Riff-Skelett | Aus den farbenfrohen Riffen wird ein bleicher Korallenfriedhof. Wenn der Klimawandel wie bisher weiter voranschreitet, hat das Great Barrier Reef keine Zukunft.

In vorindustrieller Zeit hat die Temperaturkurve einen relativ flachen Verlauf, was auf stabile klimatische Bedingungen hindeutet. Von 1960 bis 2024 an sind die Monate Januar bis März im Schnitt jedes Jahrzehnt 0,12 Grad Celsius wärmer. Damit trägt die Aufheizung des Wassers den deutlichen Fingerabdruck des Klimawandels. Simulationen mit Klimamodellen, die das Team durchführte, bestätigten diesen Verdacht.

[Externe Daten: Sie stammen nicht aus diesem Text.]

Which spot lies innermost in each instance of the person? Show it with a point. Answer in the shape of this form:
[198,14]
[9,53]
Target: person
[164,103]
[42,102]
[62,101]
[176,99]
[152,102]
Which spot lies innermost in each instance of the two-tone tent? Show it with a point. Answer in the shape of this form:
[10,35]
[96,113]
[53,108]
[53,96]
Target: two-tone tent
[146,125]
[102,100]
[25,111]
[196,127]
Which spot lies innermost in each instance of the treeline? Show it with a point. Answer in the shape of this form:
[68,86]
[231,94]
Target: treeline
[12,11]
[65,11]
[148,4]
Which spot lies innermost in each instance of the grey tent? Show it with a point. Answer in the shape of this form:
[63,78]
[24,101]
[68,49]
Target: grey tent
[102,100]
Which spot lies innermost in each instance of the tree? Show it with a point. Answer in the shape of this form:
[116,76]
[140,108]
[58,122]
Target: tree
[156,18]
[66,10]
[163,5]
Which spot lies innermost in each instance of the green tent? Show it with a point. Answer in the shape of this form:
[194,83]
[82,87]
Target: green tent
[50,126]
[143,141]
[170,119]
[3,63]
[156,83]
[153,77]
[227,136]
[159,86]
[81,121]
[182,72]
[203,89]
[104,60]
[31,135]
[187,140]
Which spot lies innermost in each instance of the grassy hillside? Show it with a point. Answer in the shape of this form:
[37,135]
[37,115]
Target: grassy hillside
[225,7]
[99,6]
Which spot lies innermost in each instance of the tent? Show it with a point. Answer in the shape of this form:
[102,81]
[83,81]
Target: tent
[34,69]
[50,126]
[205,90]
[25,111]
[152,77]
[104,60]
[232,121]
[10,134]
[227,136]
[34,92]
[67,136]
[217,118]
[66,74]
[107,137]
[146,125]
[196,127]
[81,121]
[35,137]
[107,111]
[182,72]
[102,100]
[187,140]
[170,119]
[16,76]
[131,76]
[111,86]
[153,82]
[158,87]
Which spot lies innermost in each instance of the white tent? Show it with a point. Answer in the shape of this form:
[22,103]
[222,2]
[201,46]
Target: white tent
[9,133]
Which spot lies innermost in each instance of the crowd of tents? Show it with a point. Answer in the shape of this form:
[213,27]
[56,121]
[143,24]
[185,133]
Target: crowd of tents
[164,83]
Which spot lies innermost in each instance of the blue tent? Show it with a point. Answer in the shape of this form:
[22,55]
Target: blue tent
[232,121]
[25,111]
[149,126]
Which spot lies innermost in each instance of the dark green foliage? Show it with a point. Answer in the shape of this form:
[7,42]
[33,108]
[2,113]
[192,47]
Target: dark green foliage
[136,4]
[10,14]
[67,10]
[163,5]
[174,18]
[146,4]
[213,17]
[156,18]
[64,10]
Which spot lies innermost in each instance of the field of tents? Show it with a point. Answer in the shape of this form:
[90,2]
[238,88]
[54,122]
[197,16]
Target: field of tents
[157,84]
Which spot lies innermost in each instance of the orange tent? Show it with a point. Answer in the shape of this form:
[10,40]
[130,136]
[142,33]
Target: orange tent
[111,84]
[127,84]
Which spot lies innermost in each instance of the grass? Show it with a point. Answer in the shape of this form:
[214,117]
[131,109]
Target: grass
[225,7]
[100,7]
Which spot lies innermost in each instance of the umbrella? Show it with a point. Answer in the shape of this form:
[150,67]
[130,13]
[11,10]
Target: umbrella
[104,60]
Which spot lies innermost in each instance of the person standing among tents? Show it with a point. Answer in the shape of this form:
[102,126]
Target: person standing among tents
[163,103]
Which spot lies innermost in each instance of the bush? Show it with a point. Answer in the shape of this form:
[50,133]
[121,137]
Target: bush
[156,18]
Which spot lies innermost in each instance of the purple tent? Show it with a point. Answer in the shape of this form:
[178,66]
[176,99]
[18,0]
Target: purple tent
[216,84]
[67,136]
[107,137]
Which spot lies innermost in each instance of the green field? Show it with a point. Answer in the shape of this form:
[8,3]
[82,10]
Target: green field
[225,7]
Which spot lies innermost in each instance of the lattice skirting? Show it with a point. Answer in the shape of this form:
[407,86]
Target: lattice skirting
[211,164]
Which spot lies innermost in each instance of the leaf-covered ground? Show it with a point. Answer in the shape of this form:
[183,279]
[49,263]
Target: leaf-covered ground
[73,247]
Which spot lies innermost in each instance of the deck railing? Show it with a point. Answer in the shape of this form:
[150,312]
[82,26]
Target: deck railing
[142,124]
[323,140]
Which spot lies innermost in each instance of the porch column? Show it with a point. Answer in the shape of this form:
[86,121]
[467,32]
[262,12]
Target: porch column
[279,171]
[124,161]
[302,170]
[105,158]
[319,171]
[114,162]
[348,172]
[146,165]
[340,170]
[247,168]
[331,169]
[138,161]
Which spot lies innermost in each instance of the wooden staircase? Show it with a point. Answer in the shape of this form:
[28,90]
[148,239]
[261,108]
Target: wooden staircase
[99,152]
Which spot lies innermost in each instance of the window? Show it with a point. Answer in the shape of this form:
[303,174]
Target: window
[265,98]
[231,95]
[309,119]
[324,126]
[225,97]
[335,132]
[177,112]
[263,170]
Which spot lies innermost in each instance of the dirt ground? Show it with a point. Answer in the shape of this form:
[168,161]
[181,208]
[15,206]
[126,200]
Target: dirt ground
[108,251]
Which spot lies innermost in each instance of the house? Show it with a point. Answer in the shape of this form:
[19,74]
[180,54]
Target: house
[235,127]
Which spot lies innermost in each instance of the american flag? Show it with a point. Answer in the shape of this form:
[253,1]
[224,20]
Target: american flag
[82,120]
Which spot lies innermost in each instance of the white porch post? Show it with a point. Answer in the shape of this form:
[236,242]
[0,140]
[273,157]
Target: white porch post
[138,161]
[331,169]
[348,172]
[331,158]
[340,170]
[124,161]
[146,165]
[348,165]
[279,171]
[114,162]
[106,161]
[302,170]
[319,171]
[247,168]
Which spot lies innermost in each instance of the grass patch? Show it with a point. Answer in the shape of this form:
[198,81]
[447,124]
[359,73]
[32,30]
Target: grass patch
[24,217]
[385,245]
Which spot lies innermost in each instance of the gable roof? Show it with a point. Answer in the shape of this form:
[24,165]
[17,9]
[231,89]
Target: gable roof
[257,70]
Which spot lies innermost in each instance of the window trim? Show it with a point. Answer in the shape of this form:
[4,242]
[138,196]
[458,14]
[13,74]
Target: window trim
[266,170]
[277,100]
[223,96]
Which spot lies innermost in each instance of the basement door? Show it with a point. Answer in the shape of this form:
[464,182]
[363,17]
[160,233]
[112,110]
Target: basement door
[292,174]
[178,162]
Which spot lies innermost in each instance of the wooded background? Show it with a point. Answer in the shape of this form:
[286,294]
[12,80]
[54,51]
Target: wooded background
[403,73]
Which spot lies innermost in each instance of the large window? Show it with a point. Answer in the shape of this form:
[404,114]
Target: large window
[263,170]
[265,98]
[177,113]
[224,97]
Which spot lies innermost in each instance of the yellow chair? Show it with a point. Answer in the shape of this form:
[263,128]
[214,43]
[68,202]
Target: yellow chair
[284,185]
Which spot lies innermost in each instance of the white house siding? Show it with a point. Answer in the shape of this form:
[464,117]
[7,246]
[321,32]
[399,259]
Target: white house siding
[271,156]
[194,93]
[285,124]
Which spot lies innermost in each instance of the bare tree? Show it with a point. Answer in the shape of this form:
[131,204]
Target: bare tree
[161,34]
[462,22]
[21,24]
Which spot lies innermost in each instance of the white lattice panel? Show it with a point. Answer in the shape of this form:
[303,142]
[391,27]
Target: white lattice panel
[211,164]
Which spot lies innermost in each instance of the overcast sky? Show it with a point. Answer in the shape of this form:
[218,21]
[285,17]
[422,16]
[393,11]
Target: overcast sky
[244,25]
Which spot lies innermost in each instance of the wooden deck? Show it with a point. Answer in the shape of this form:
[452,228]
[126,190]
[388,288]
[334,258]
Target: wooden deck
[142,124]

Zu rekonstruieren, wie warm es in den vergangenen Jahrhunderten im Riff war, erlaubt womöglich auch bessere Prognosen für die Zukunft, weil es hilft, das Temperaturfenster einzugrenzen, an das sich die Korallen des Great Barrier Reefs angepasst haben.

Angesichts der zu erwartenden Erwärmung der Region durch den Klimawandel gäben die Ergebnisse des Teams um Henley allerdings jetzt schon Anlass zu großer Sorge, schreibt die Kieler Geowissenschaftlerin Miriam Pfeiffer in einem begleitenden Kommentar bei »Nature«. Die Korallen des Great Barrier Reefs hätten bereits ihre Temperaturnische verlassen. »Da Korallenriffe 10 bis 20 Jahre benötigen, um sich von einer schweren Massenbleiche zu erholen, werden diese Ereignisse bald zu häufig auftreten, als dass sich die Korallen vollständig zwischen den Ereignissen regenerieren könnten.«

Auch das Team um Henley sieht das Ende des Great Barrier Reefs herannahen: »Ohne schnelle, koordinierte und ehrgeizige globale Maßnahmen zur Bekämpfung des Klimawandels werden wir wahrscheinlich den Untergang eines der spektakulärsten Naturwunder der Erde miterleben«, schreiben sie in ihrer Mitteilung. Um die Korallen anderer Meeresgebiete ist es dabei ähnlich schlecht bestellt. Auch sie reagieren empfindlich auf einen Anstieg der Umgebungstemperatur.